Monday, October 31, 2011

Credit Card Basics


Credit card companies are in the business of making money. Obviously, they do not offer loans and lines of credit to consumers out of the goodness of their heart. They expect you to use their cards and to keep balances on them over a period of time, thereby providing them cash in the form of finance charges. Luckily, it is possible to outsmart the credit card companies at their own game by taking advantage of the best credit card offers, such as cash back rewards and balance transfer options.

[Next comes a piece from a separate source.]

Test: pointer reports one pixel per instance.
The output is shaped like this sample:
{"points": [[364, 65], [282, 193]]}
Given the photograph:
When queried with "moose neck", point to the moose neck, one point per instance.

Credit card companies are in the business of luring customers in to applying for their cards. Common hooks include low interest offers and promises of
instant approval. While there is nothing inherently wrong with these easy and cheap credit cards, consumers need to weigh their options carefully. For example, those cardholders that spend regularly on their credit card but are unable to pay the debt off each month should choose a credit card with a low interest rate. It is best to look through the many options available to find the one with the lowest APR for purchases. At the same time, the cautious consumer sets a goal for when the balance will ultimately be paid in full in order to avoid becoming overrun by debt.

Credit card companies are counting on consumers to use only their card to make all of their purchases. Consumers that dedicate all of their purchases to just one card can be making a mistake - while making the credit card company very happy. For example, when a consumer uses a balance transfer card to make purchases, they are playing right into the credit card company's hand. When the consumer pays back these loans, the payments are purposely directed by the credit card company toward the interest-free or low interest loans. In this way, the high-interest loan remains on the card longer - building additional finance charges the entire time. Therefore, a consumer utilizing a
balance transfer card should use it for just that - balance transfers, and nothing else.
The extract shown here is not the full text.